J'aurais parié qu'en m'apercevant, Mstislav se serait ressaisi maladroitement et aurait rougi de malaise. Mais le grand Slave se rua plutôt dans mes bras pour se faire consoler. À cause de sa carrure et à cause de ma surprise, je pouvais à peine lui donner de petites tapes empathiques dans le dos. Sa musculature n'avait d'égal que ma surprise. Entre deux sanglots, Mstislav me dit:
- Je souis désolé, Dâniel…
- …
- …
- Désolé de quoi, Mstislav?
- Je ne pouvoir pas… finir… sabler plancher!
Puis Mstislav hoqueta de nouveaux pleurs puis se calma.
- Je fais plancher depouis 20 ans. C'est première fois que je fais comme oune femme.
Je ne pus retenir un haussement de sourcils empreint de surprise.
- Que veux-tou... veux-tu dire?
Il resta silencieux, la tête sur mon épaule. Je tentai de l'obliger à se redresser en repoussant ses épaules mais j'étais forcé d'admettre que j'étais sous sa masse, à sa merci.
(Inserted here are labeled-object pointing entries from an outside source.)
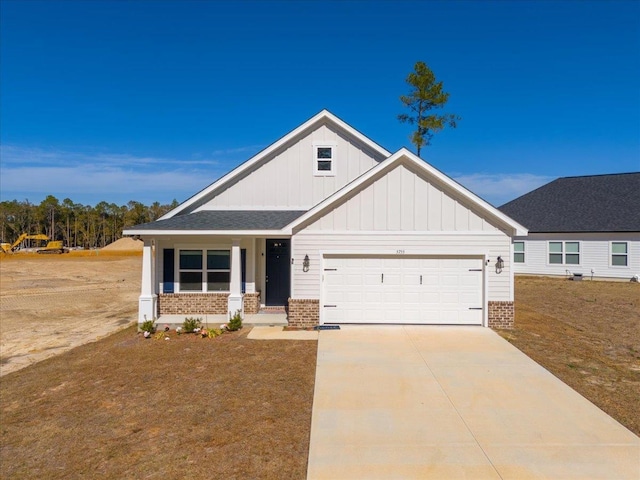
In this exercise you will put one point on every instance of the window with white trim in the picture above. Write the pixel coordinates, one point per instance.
(518, 252)
(324, 159)
(564, 253)
(619, 254)
(196, 275)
Heureusement qu'il comprit mon malaise et qu'il se releva.
Mstislav sembla revigoré par ma question et quelques secondes plus tard, il eut été impossible de deviner que cet homme pleurait à chaudes larmes sur sa machine quelques minutes plus tôt.
- Vous avez déjà vou oune femme sabler plancher, Dâniel?
Je regardai mon plancher de cuisine et dus admettre que c'était le premier que je faisais sabler. Il m'était donc impossible de savoir si des femmes avaient pour gagne-pain le métier poussiéreux qu'exerçait mon géant pleurnichard.
- En effet, je n'ai jamais vu de femme sabler de plancher. Peut-être est-ce parce que le travail est physiquement trop exigeant pour elles?
Mstislav parut me trouver très drôle et il se montra heureux de mon ignorance.
- Chez-moi, ma femme battre moi si je dis âneries comme ça, dit-il, moqueur.
J'essayai de m'imaginer sa femme et honnêtement, j 'eus un frisson.